Ces deux dernières années, nous avons préconisé une politique budgétaire prudente pour aider les banques centrales à lutter contre l’inflation. À présent, les finances publiques méritent toute notre attention. Les marges budgétaires sont épuisées et la plupart des pays sont clairement trop endettés.
La hausse de la dette est une tendance qui a commencé il y a plus de dix ans, à la faveur d’une longue période de taux d’intérêt très bas. La pandémie a nécessité la mobilisation d’un appui budgétaire d’une ampleur inédite pour protéger la population et les moyens d’existence — et la dette a explosé.
Nous sommes entrés dans une ère de taux d’intérêt bien plus élevés, ce qui accroît le coût du service de la dette.
Dans les pays avancés, à l’exclusion des États-Unis, les paiements d’intérêts sur la dette publique représenteront en moyenne 5 % des recettes publiques cette année.
Mais les pays à faible revenu sont ceux qui peinent le plus à assurer le service de la dette : les paiements d’intérêts devraient absorber environ 14 % de leurs recettes publiques, soit à peu près deux fois plus qu’il y a quinze ans.
Pour la plupart des pays, les perspectives d’un atterrissage en douceur et la vigueur des marchés du travail signifient que c’est le moment ou jamais d’agir afin d’assurer la viabilité de la dette et de renforcer les amortisseurs pour se prémunir contre de futurs chocs.
Pour certains, un report n’est tout simplement pas envisageable : le rééquilibrage doit commencer dès à présent pour éviter de basculer dans le surendettement.
Et pour les quelques pays déjà surendettés, une restructuration peut s’avérer nécessaire.

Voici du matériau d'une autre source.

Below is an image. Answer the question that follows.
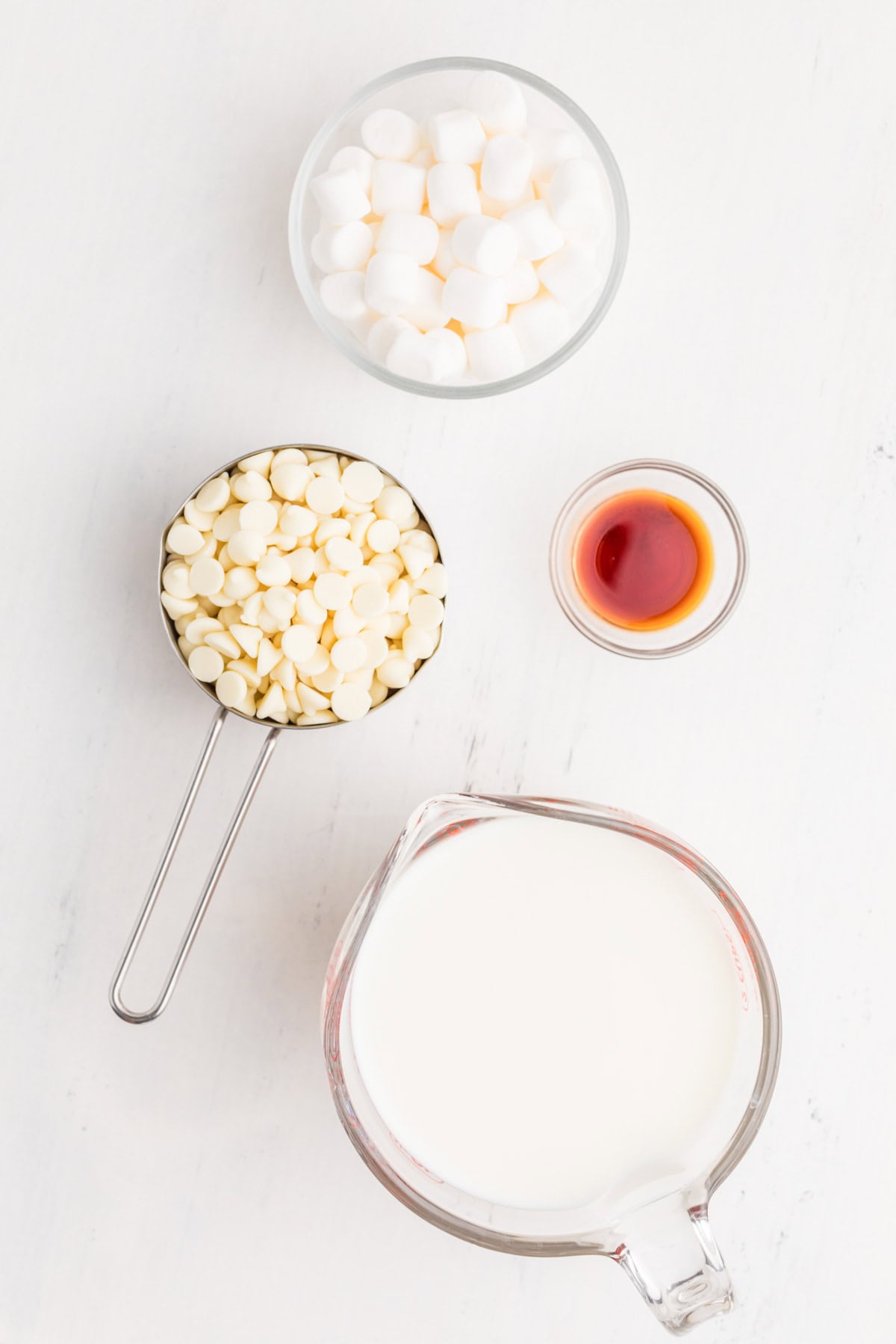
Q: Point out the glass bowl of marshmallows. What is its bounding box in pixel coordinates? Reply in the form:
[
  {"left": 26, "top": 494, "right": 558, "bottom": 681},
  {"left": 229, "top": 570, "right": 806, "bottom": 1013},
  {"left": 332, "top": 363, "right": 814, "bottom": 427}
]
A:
[{"left": 289, "top": 57, "right": 629, "bottom": 398}]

À ce titre, le cadre commun du G20 peut aider. La Zambie a récemment conclu un accord avec les détenteurs de ses obligations, en plus de la restructuration de sa dette envers ses créanciers bilatéraux officiels : nous ne pouvons que nous en réjouir.
Nous devons mettre à profit les enseignements tirés pour améliorer le processus de restructuration de la dette. Lors des réunions de printemps, nous organiserons à nouveau notre table ronde mondiale sur la dette souveraine. Nous comptons expliciter davantage le principe de « comparabilité de traitement » entre les différents groupes de créanciers et établir des calendriers clairs et prévisibles pour la restructuration de la dette.
Pour les pays riches comme pour les pays pauvres, la prudence budgétaire n’est facile pour personne. C’est particulièrement vrai en cette année marquée par un nombre record d’élections et en cette période de profonde anxiété née de l’incertitude qui nous entoure et des chocs qui se sont succédé année après année.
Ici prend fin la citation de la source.